Für tragbare Uhren wendet man die Unruh mit Spiralfeder als Gangregler an. Dieser besteht aus einem Schwungrad, an welchem eine spiralig gewundene dünne Feder befestigt ist, die die Aufgabe hat, das Schwungrad wieder in die Mittellage zurückzuziehen, wenn es in Drehung versetzt wurde. Die Spiralfeder ersetzt also das, was bei den Pendelschwingungen die Anziehungskraft der Erde bewirkt. Die UnruhDurch dieses Zusammenwirken von Unruh und Spiralfeder führt dieses System Schwingungen aus. Da diese Schwinger gute Gangregler sind, werden Unruh und Spiralfeder als Gangregler in tragbaren Uhren mit bestem Erfolg verwandt.

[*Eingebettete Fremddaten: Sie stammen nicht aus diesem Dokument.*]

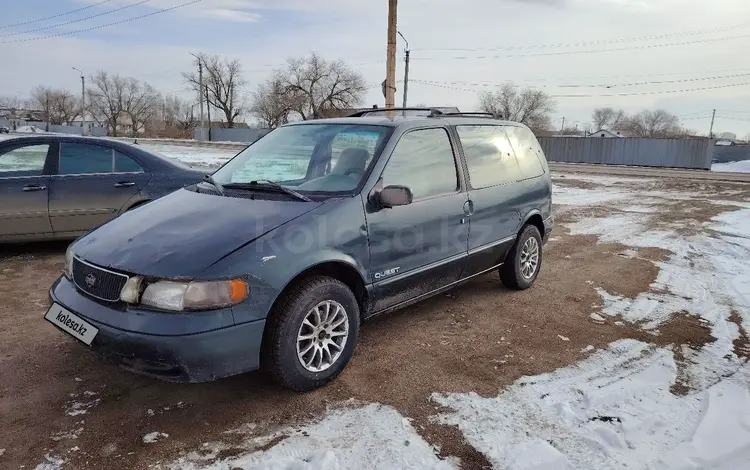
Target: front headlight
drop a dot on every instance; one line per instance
(196, 295)
(69, 262)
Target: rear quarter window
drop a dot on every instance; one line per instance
(489, 156)
(528, 152)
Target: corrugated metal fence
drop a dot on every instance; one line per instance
(670, 153)
(247, 135)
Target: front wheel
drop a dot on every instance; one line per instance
(524, 260)
(310, 336)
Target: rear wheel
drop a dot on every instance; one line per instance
(311, 334)
(524, 260)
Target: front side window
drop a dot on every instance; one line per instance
(84, 159)
(528, 152)
(125, 164)
(489, 156)
(23, 161)
(309, 157)
(423, 160)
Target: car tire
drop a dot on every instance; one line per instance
(284, 353)
(519, 270)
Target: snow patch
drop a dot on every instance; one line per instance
(372, 436)
(612, 410)
(51, 462)
(152, 437)
(732, 167)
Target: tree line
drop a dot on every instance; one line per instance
(534, 108)
(303, 88)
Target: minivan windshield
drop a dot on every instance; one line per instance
(324, 158)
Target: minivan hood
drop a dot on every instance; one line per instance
(183, 233)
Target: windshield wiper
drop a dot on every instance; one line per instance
(210, 179)
(268, 184)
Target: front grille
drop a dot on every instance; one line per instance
(98, 282)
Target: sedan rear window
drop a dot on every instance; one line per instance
(83, 159)
(28, 160)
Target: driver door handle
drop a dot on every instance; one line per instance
(469, 207)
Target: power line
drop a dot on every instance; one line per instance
(588, 51)
(605, 95)
(108, 12)
(658, 82)
(593, 43)
(68, 33)
(733, 118)
(54, 16)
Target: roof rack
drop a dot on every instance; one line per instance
(475, 114)
(433, 111)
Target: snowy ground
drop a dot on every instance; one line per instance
(733, 167)
(208, 157)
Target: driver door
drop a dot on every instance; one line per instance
(420, 247)
(24, 189)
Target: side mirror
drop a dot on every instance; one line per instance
(392, 196)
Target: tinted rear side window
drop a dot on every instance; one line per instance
(424, 161)
(125, 164)
(82, 159)
(489, 156)
(24, 160)
(528, 151)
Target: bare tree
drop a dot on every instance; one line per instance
(10, 102)
(224, 83)
(312, 84)
(270, 105)
(176, 116)
(67, 107)
(653, 124)
(113, 99)
(572, 131)
(59, 106)
(726, 136)
(186, 119)
(140, 103)
(42, 99)
(527, 106)
(105, 99)
(608, 118)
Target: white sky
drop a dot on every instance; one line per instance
(263, 33)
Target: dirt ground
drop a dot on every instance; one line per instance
(59, 399)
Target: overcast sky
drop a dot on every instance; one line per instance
(654, 50)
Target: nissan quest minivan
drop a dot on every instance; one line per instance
(276, 259)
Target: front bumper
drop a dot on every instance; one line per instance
(195, 357)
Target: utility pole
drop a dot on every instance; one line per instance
(83, 100)
(390, 64)
(406, 70)
(208, 108)
(200, 92)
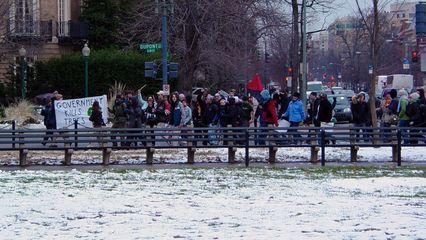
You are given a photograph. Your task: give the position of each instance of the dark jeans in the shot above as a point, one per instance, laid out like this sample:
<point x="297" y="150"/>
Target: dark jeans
<point x="404" y="124"/>
<point x="293" y="128"/>
<point x="361" y="125"/>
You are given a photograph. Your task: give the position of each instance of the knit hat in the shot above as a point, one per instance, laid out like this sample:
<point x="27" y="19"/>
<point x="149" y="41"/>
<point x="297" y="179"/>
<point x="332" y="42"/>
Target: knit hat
<point x="265" y="95"/>
<point x="402" y="93"/>
<point x="414" y="97"/>
<point x="296" y="94"/>
<point x="393" y="93"/>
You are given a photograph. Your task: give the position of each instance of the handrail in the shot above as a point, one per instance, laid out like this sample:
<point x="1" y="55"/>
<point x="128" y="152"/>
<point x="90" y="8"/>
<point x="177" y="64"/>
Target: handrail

Die Schwingungsverhältnisse sind hier aber nicht so einfach wie bei dem Pendel. Drehen wir das Schwingsystem, Unruh – Spiralfeder aus der Mittellage heraus, so spannen wir damit die Spiralfeder an. Geben wir es nun frei, dann gibt die Spiralfeder ihre Spannkraft an die Unruh ab, die mit zunehmender Beschleunigung (Wucht) zur Mittellage zieht. In dieser Lage angekommen, hat die Spiralfeder alle Spannkraft an die Unruh abgegeben. Beim Weiterschwingen gibt nun die Unruh wieder Kraft an die Spiralfeder ab, indem sie diese spannt.

Ist die an die Spiralfeder abgegebene Kraft ebenso groß geworden wie die Wucht in der Unruh, d. h. sind sie im Gleichgewicht, dann ist der Umkehrpunkt erreicht. Die Unruh schwingt zurück, und der Vorgang wiederholt sich. Wir haben hier also das beste Beispiel einer Energieumwandlung, und da Energien nicht verloren gehen, sondern nur umgewandelt werden, müssten sich, diese Schwingungen ununterbrochen wiederholen. Die Zapfenreibung und der Luftwiderstand jedoch sind an dieser Umwandlung beteiligt und nehmen für sich etwas von dieser Kraft in Anspruch. Diese verlorene Kraft muss nun die Hemmung dem Gangregler wieder zuführen.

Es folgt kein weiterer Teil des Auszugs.